Minimum wage demands and the current job market can make it difficult to find experienced developers who are willing to work within a budget. The same project can take weeks or months internally to hire and train the right people and explain what they are supposed to do. Every company has limited Resources, and every employee has limited time and energy.
Some developers would be willing to outsource every part of game development. 3D or 2D assets, music, programming, and even scripting. On the other hand, an unsourced developer often specializes in one piece: just programming, for example, or writing music.

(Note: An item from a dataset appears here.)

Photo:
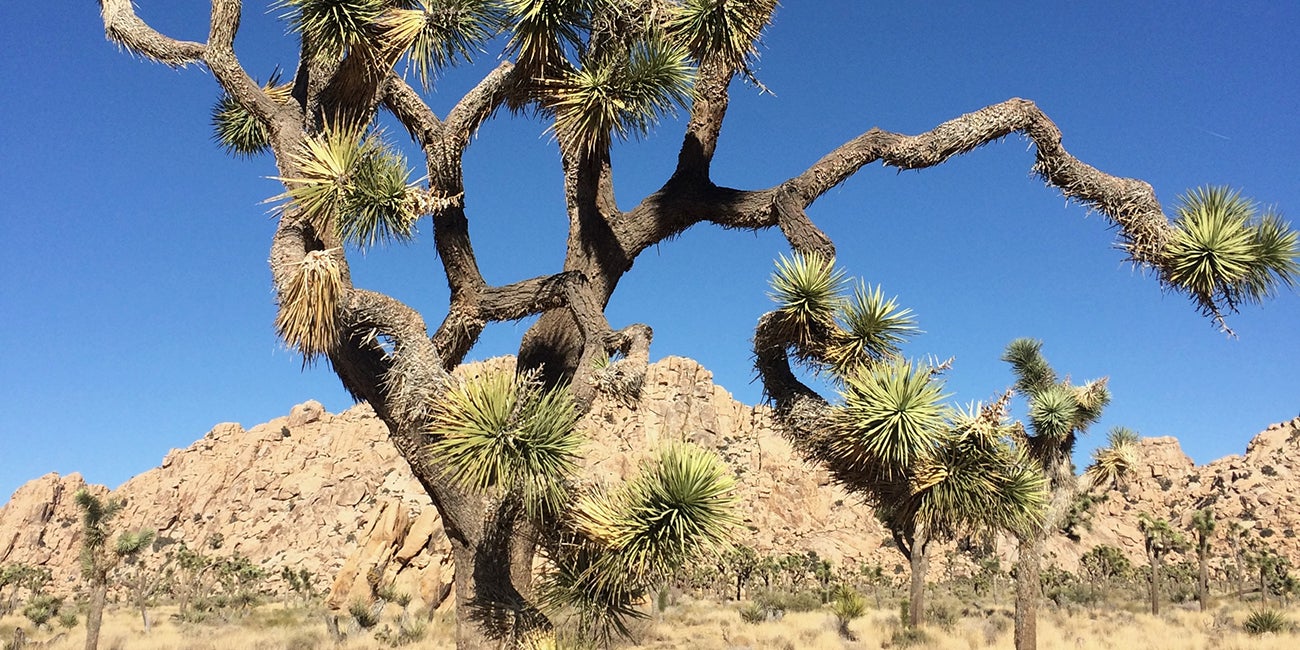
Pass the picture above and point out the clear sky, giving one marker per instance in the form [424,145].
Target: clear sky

What is the outsourcing studio iLogos?
iLogos Game Studios is an international computer game development and game technology solutions company.Â
Among the games created at iLogos are Shadow Fight and Shadow Fight 2, the arcade game Vector, and the city builder Megapolis. Participated in the creation of more than 400 games.
The company was founded in 2006 in Lugansk, and later opened offices in Kharkiv, Kryvyi Rih, Dnipro, Lviv, Mykolaiv, and German Hamburg. The Odessa branch opened in 2015.
iLogos outsources game development for Electronic Arts, Wargaming.net, Disney, Nekki, Social Quantum, and others. According to the company, iLogos has implemented more than 400 game projects, including Megapolis, Vector, Farmers’ Territory, World of Tanks: Reporting, Puzzle Wars and others.
In 2012 Alexander Goldybin became a co-founder, CEO, and director of iLogos Europe (later Co-Founder and Chairman of iLogos).
In 2014, with the beginning of the ATO, the management offered to move the employees to other offices of the company. The development office was moved to Kyiv, the headquarters is located in Hamburg.
So almost all of the major AAA-format studios outsource to some degree, but it is impossible to find out exactly who is behind a particular asset or even something big like entire open-world regions.
But no matter how customers feel about the labor of outsourcers, the amount of work on the side in video game development will only increase. Games are expanding, becoming more detailed and voluminous. So outsourcing, having come once in the industry, became an integral part of a large industry, and this craft will only continue to evolve, with outsourcer studios coming to the developers’ aid, even if the players will never know about their work.